From Stefano Bagnara <apa...@bago.org>
Subject Field, RawField, ParsedField and parsing methods
Date Mon, 28 Dec 2009 12:02:56 GMT
Hi all,

I've just reviewed some mime4j code about parsing and I find the
current behaviour not so intuitive.

1) We have a "Field" interface, a RawField and a ParsedField. Most
code deal with generic Fields but knows when it is a parsedfield or a
rawfield. Nowhere we check the Field implementation to understand if
it is already parsed or not, so it seems we always know when it is a
parsedfield and when it is a rawfield. Some code calling getName does
a trim and a lowercase, some other code simply lowercase without
trimming. Why don't we simply canonicalize things in getName and
publish a clear contract about what getName returns?

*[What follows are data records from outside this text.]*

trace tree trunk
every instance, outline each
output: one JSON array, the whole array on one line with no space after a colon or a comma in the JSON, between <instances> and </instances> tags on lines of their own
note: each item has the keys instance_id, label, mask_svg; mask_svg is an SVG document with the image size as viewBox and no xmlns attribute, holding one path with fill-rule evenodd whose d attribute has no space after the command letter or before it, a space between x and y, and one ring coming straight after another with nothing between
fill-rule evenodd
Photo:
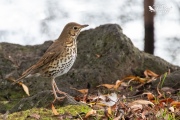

2) We have a FieldParser interface (that I just generified to
FieldParser<T extends ParsedField>) that create ParsedField instances
starting from String name, String body, ByteSequence raw. This seems
"weird" to me. name and body are already a parsing step beyond raw.
"FieldParser" is implemented by fields implementation and always call
the constructor for the field with the same 3 parameters. All of the
fields, in facts, simply parse "body" and bring around "raw" only as
convenience way to avoid recreating (reencoding, refolding) stuff when
writing to a mime stream.
We have 3 callers for FieldParser.parse method:
A. Fields.parse(name, body): this method generate a raw sequence
before parsing (ContentUtil.encode(MimeUtil.fold(fieldname+":
B. DefaultFieldParser.parse(ByteSequence raw, String rawStr): this
method, instead, generate name and body starting from raw (So, the
same functionality as RawField, but implemented differently).
C. DelegatingFieldParser.parse : this is simply a delegator, called in
the above 2 places (A&B).

The DefaultFieldParser.parse method is always called via
DefaultFieldParser.parse(ByteSequence) method, and this method is
called by MessageBuilder and SimpleContentHandler field methods (they
are our 2 implementations of ContentHandler). So, the
ContentHandler.field(Field) method is called by the
MimeStreamParser.parse(InputStream) method. Another weird thing: the
MimeStreamParser already do some parsing, because it checks for the
":" and build a RawField from the ByteArrayBuffer and the colon
position. So:
- AbstractEntity.parseField parse a ByteArrayBuffer to find the ":"
and build a RawField.
- MimeStreamParser calls the ContentHandler passing the RawField as a
generic "Field"
- Both ContentHandlers we distribute runs a
DefaultFieldParser.parse(field.getRaw) looking again for the ":" from
"raw" data and returning a ParsedField under the Field interface.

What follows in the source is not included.